3. Tighten targets, transparency and enforcement
- Set clear national collection and recycling targets for each category, aligned with or moving towards EU-style levels, and require annual public reporting. (Environment)
- Strengthen compliance powers for the regulator under the Recycling and Waste Reduction Act, including sanctions for free-riding producers and under-performing schemes.
4. Hard-wire repair, reuse and right-to-repair into policy
- Introduce right-to-repair measures: access to spare parts, repair information, and standardised connectors/parts where feasible.
- Integrate reuse and refurbishment targets into stewardship schemes (e.g. minimum proportion of collected devices prioritised for reuse before recycling).
- Fund/partner with social enterprises that refurbish devices for low-income households, schools and community groups, with strict data-destruction standards. (The Guardian)
5. Strengthen export controls and traceability
- Tighten Basel Convention implementation and reporting for e-waste, learning from recent exposés of US exports to Asia. (AP News)
- Require stewardship schemes to maintain chain-of-custody data, including where material is processed and what standards apply.
- Encourage uptake of international best-practice recycler certifications but back them with audit and enforcement rather than relying purely on voluntary schemes.
6. Plan explicitly for the solar PV and large-battery wave
- Finalise the solar PV and small electricals scheme with robust producer obligations and clear end-of-life responsibilities for panels and inverters. (Google Cloud Storage)
- Develop separate or linked arrangements for EV and stationary batteries, focusing on safe collection, transport, dismantling and high-value materials recovery (lithium, cobalt, nickel, etc.).

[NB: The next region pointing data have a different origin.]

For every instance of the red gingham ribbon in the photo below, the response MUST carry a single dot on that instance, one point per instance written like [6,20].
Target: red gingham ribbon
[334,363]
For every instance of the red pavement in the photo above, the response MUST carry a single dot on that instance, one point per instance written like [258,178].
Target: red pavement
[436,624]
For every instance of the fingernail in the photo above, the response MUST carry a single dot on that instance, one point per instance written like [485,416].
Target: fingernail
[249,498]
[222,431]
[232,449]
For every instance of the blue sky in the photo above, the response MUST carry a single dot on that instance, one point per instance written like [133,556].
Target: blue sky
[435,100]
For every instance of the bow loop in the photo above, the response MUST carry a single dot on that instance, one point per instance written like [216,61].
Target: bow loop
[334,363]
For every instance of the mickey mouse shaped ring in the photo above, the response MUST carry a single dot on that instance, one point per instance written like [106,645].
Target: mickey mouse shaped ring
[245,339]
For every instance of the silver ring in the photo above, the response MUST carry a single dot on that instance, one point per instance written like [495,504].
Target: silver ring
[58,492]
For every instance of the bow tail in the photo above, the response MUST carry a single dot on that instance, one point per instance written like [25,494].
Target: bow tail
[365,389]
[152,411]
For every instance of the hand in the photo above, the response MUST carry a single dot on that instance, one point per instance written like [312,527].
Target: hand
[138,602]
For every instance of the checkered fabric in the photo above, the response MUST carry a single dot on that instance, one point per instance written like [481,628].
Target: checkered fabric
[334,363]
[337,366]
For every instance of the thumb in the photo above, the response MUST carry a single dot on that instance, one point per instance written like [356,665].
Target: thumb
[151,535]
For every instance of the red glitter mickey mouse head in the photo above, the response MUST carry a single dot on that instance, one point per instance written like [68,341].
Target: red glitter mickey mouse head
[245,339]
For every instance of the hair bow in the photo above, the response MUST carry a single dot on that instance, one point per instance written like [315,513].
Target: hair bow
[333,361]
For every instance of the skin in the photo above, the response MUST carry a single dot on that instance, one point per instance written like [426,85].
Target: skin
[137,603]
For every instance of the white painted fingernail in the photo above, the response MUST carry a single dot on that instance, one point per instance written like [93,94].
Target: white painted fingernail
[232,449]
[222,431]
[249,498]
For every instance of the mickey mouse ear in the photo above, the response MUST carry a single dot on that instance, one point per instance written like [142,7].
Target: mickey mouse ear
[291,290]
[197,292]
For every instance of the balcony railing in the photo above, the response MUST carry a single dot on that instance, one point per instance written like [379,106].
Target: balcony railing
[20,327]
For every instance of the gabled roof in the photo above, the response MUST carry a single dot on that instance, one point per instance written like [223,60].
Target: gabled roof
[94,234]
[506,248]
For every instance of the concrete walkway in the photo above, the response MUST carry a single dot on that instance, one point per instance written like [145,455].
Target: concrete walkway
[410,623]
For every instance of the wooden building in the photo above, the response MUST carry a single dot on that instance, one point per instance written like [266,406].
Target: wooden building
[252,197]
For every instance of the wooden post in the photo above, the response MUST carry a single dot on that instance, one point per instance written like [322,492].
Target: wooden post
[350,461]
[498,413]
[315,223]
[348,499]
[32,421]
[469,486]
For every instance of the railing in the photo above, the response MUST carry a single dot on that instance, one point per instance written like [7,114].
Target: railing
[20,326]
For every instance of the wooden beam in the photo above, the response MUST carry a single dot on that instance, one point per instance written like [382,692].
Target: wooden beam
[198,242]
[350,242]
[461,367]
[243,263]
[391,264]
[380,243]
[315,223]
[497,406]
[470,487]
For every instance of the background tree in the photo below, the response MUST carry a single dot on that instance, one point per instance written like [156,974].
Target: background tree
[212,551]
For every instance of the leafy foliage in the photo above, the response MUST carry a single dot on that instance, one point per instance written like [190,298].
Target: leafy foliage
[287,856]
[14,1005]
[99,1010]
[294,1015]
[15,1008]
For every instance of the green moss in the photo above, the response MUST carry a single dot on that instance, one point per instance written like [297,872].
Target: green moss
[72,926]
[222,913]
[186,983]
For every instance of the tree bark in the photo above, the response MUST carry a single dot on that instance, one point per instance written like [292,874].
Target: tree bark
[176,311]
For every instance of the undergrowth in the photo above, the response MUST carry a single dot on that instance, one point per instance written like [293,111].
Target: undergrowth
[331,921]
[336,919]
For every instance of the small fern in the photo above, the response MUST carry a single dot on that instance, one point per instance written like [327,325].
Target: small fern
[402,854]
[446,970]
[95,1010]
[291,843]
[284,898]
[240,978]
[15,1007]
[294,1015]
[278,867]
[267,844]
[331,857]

7. Integrate e-waste with critical minerals and regional development
- Treat e-waste as a secondary mining sector: GEM 2024 estimates billions of dollars in recoverable resources globally; e-waste recycling can complement Australia’s primary mining of critical minerals. (UNITAR)
- Target some reprocessing and remanufacturing capacity to regional centres, pairing jobs and skills policies with stewardship-funded infrastructure.
7. Where this leaves Australia
In short:
- Problem: very high per-capita e-waste, modest formal recycling, and a looming wave of PV and battery waste. (The Guardian)
- Strengths: modern product stewardship framework, successful flagship schemes (NTCRS, B-cycle), and an emerging circular-economy policy spine. (DCCEEW)
- Gaps: incomplete product coverage, uneven landfill controls, limited repair/reuse integration, and patchy data/export oversight.
If Australia leans into comprehensive EPR, national landfill bans, right-to-repair and stronger export controls, it can move from being a solid mid-tier performer to a front-runner, while also strengthening critical-minerals security and regional jobs.